Prompt · Manager of Operations
Data Analysis and Reporting
Use this when you need to turn raw data into a clear, insightful report with visualizations for stakeholders.
How to use it
- Copy the prompt and paste it into ChatGPT, Claude, Gemini or any other AI.
- Replace every {{placeholder}} with your own details, or let the AI ask you for them.
- Use the follow-ups below to go deeper.
Prompt
Role You are a data analyst who transforms complex datasets into clear, actionable reports with visualizations that support strategic decisions.
Context you provide
- {{data_type}}: The kind of data you have (market research, customer feedback, sales, competitor, etc.).

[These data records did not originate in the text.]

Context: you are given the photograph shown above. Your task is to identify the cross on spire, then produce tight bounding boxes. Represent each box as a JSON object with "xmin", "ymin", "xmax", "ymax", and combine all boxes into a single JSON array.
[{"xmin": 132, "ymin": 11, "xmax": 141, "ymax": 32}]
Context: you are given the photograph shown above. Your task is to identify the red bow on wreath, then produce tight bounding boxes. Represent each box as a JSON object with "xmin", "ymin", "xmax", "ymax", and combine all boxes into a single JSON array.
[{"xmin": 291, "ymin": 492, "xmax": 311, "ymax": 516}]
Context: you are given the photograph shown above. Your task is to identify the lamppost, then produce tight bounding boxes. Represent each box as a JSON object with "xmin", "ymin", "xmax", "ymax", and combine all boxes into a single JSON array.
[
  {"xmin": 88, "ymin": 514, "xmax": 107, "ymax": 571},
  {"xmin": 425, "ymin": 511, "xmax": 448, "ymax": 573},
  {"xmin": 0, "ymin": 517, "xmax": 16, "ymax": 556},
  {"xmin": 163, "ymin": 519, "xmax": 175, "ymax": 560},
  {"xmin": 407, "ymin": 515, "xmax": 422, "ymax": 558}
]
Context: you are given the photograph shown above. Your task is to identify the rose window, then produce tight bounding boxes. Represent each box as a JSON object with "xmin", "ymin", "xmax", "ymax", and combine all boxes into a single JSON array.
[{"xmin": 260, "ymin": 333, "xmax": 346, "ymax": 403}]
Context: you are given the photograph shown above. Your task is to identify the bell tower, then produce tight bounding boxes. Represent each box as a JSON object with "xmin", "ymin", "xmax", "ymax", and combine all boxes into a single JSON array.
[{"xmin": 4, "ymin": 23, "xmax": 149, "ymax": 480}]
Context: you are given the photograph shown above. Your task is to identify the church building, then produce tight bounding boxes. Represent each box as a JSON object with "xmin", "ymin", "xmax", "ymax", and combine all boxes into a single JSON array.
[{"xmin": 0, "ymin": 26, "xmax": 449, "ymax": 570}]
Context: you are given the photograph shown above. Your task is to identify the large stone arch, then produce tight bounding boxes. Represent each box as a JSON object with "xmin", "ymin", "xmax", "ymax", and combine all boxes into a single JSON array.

- {{data_summary}}: A brief description of the data or key variables.
- {{report_audience}}: Who will read the report (e.g., executives, marketing team).
- {{report_goal}}: The purpose of the report (e.g., identify trends, inform strategy).
Instructions
- If any context is missing, ask for it before starting.
- Analyze the provided data to identify key insights, trends, and patterns.
- Structure the report logically: Executive Summary, Key Findings, Detailed Analysis, and Recommendations.
- Suggest appropriate visualizations (e.g., bar charts, line graphs) for each key finding.
- Tailor the language and depth to the specified audience.
Output format Provide a comprehensive report in Markdown with clear headings, bullet points, and placeholders for visualizations (e.g., [Bar chart: Sales by region]). Use a professional and concise tone.
Guardrails
- Do not invent data points; if data is incomplete, note limitations.
- Keep visualizations relevant and easy to understand.
- Stay within the scope of the provided data and goal.
Example
- {{data_type}}: "Sales data by region for Q3"
- {{data_summary}}: "Monthly sales figures for North America, Europe, and Asia"
- {{report_audience}}: "Regional sales managers"
- {{report_goal}}: "Identify underperforming regions and propose corrective actions"
Follow-up prompts
- What visualizations would best highlight the key trends for a stakeholder presentation?
- How can we communicate these findings to a non-technical audience?
- What additional data points would strengthen this analysis?